Krauss writes that “secularism … has as its basis the claim, now validated by over 400 years of scientific progress, that there is no need for supernatural postulates in order to understand both the workings of the Universe and the affairs of humankind.” If “the workings” means natural processes and “understand” means explain scientifically, then this is truistic and close to tautological; but that begs the question whether those workings presume conditions (such as there being anything at all, and what there is exhibiting order) that they do not, and ex hypothesi, cannot themselves explain; for the presuppositions of the possibility of science are not themselves open to scientific enquiry.
More to the present point, however, is the matter of the ‘affairs of human kind’. Various material and social sciences are relevant to the explanation of aspects of human experience and behaviour, but what of questions of value and meaning? ‘What could we do? is a technological question, ‘what would we do?’ is a socio-psychological one; ‘what should we do?’ is neither: it is an evaluative one. Again, what explains the physical properties of a painting or of a piece of music are broadly scientific questions but what the meaning or aesthetic value of an artwork is are not amenable to scientific explanation.

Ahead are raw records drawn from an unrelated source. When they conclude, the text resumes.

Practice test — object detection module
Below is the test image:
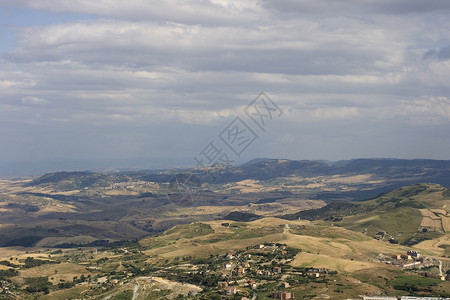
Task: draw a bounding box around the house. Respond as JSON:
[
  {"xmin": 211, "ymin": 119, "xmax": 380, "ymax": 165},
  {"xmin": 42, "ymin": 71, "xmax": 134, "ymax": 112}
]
[
  {"xmin": 363, "ymin": 296, "xmax": 398, "ymax": 300},
  {"xmin": 225, "ymin": 250, "xmax": 235, "ymax": 259},
  {"xmin": 402, "ymin": 261, "xmax": 421, "ymax": 269},
  {"xmin": 272, "ymin": 292, "xmax": 294, "ymax": 299},
  {"xmin": 392, "ymin": 254, "xmax": 402, "ymax": 259},
  {"xmin": 235, "ymin": 268, "xmax": 245, "ymax": 276},
  {"xmin": 407, "ymin": 250, "xmax": 420, "ymax": 258},
  {"xmin": 225, "ymin": 286, "xmax": 237, "ymax": 295},
  {"xmin": 248, "ymin": 280, "xmax": 258, "ymax": 289},
  {"xmin": 401, "ymin": 254, "xmax": 412, "ymax": 260}
]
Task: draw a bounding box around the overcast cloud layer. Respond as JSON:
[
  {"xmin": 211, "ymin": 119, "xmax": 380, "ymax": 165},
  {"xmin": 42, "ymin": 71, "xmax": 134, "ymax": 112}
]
[{"xmin": 0, "ymin": 0, "xmax": 450, "ymax": 175}]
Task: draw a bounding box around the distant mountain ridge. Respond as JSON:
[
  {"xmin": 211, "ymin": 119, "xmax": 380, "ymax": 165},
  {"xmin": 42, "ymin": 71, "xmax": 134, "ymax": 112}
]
[{"xmin": 29, "ymin": 158, "xmax": 450, "ymax": 188}]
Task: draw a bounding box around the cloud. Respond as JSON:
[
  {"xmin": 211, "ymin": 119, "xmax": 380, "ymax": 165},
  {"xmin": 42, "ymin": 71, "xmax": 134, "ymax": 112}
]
[
  {"xmin": 262, "ymin": 0, "xmax": 450, "ymax": 14},
  {"xmin": 0, "ymin": 0, "xmax": 450, "ymax": 173},
  {"xmin": 0, "ymin": 0, "xmax": 262, "ymax": 25},
  {"xmin": 21, "ymin": 96, "xmax": 49, "ymax": 105}
]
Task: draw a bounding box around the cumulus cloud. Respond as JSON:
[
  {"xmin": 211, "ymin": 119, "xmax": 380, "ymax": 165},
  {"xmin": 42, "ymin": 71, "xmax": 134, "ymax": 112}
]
[
  {"xmin": 0, "ymin": 0, "xmax": 450, "ymax": 173},
  {"xmin": 21, "ymin": 96, "xmax": 49, "ymax": 105}
]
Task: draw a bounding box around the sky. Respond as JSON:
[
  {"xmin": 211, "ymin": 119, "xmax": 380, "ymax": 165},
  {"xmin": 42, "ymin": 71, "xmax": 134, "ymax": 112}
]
[{"xmin": 0, "ymin": 0, "xmax": 450, "ymax": 176}]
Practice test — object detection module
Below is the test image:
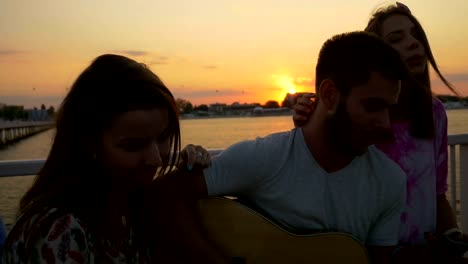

Turning to specifically religious rather than more broadly evaluative matters, and to the accounting and resolution of them, it is common enough for thoughtful, reflective people to recognise their propensity to existential anxiety, self-deception, weakness of will and emotional disorder. Further reflection indicates that these are not merely individual or occasional failings, but more akin to species pathologies exhibited as causes and cases of personal and social ills across the range and history of human societies.
One serious explanation of these is that they are not natural but spiritual conditions due to spiritual causes and requiring spiritual remedies. The term ‘supernatural postulates’ is relevant here because in its original and still proper use ‘supernatural’ is a theological term meaning not merely non-natural, as might ‘spooky’ or ‘magical’ or ‘preternatural’, but relating to God and the gift of grace in countering the effects of sin and nourishing the soul. Of course, one may choose to set aside religious ideas in explaining ‘the affairs of humankind’ but without serious argument that is again to beg the question. And if some form of religion has a credible explanation of, and postulated source of remedy for those ills then it would be unreasonable and inhumane to insist, as secularism does, that it be kept entirely distinct from the organized life of society.